If you need to shuffle indices randomly so you essentially have a random filling of K but indices must be unique, you'll be interested in RANDPERM. Ex.:
>> randperm(10)
ans =
2 7 3 10 4 1 9 5 6 8
you see here that all integers between 1 and 10 are present, but they were permuted randomly.
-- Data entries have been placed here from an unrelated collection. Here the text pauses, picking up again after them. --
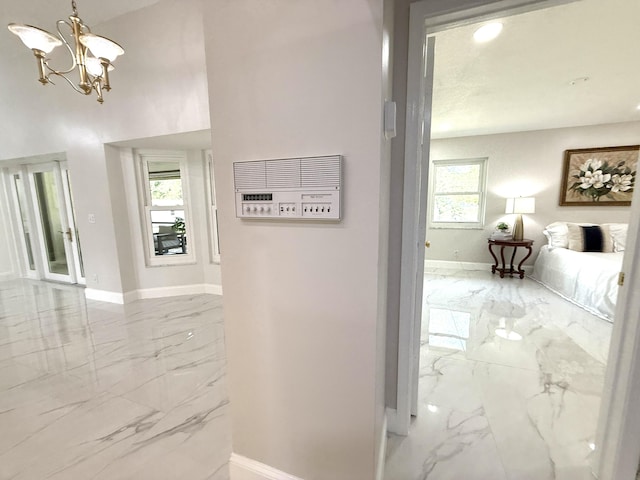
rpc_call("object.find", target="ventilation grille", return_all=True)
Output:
[233,162,267,190]
[233,156,340,190]
[265,158,300,189]
[300,157,340,188]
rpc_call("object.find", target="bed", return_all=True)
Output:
[532,222,627,322]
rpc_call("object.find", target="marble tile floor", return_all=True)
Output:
[385,269,611,480]
[0,280,231,480]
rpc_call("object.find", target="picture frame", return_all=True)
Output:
[560,145,640,207]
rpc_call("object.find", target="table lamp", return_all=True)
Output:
[504,197,536,241]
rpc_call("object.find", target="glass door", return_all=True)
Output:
[29,162,84,283]
[60,162,87,285]
[9,170,37,278]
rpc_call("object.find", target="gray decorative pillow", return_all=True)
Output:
[567,223,613,253]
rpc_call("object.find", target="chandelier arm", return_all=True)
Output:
[47,70,91,95]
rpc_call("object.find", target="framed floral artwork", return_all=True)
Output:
[560,145,640,206]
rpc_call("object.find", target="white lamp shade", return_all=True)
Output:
[7,23,62,53]
[80,33,124,62]
[504,197,536,213]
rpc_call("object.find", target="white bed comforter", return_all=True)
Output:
[533,245,624,322]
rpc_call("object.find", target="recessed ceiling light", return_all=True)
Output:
[569,77,589,86]
[473,22,502,43]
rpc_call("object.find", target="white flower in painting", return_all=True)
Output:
[580,171,611,190]
[580,158,602,172]
[607,174,633,192]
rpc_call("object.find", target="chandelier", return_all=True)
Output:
[8,0,124,103]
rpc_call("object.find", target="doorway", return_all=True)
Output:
[398,1,638,478]
[8,161,86,285]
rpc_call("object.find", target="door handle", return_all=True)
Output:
[58,228,73,242]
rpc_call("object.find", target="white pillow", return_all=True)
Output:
[542,222,569,250]
[603,223,629,252]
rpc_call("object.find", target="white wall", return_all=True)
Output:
[205,0,386,480]
[426,122,640,264]
[0,178,18,280]
[0,0,219,293]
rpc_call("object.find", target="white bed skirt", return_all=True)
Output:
[532,245,624,322]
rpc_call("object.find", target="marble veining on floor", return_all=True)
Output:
[385,270,611,480]
[0,280,231,480]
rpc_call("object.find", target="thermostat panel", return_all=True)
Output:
[233,155,342,220]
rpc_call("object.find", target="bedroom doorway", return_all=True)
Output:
[397,1,640,479]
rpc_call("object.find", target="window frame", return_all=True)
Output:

I don't fully understand what you want to do, but here one way to perform the last bit of your statement without a loop:
>> Z2 = (10:10:100).' % Simple example.
Z2 =
10
20
30
40
50
60
70
80
90
100
>> idx = 1:4:numel(Z2)
idx =
1 5 9
>> K = zeros(numel(Z2), 4)
K =
0 0 0 0
0 0 0 0
0 0 0 0
0 0 0 0
0 0 0 0
0 0 0 0
0 0 0 0
0 0 0 0
0 0 0 0
0 0 0 0
>> K(idx,1) = Z2(idx)
K =
10 0 0 0
0 0 0 0
0 0 0 0
0 0 0 0
50 0 0 0
0 0 0 0
0 0 0 0
0 0 0 0
90 0 0 0
0 0 0 0
  2 Comments
Mark
Mark on 10 Mar 2013
Thank you Cedric. This absolutely answered my question. I ended up using it multiple times in my situation.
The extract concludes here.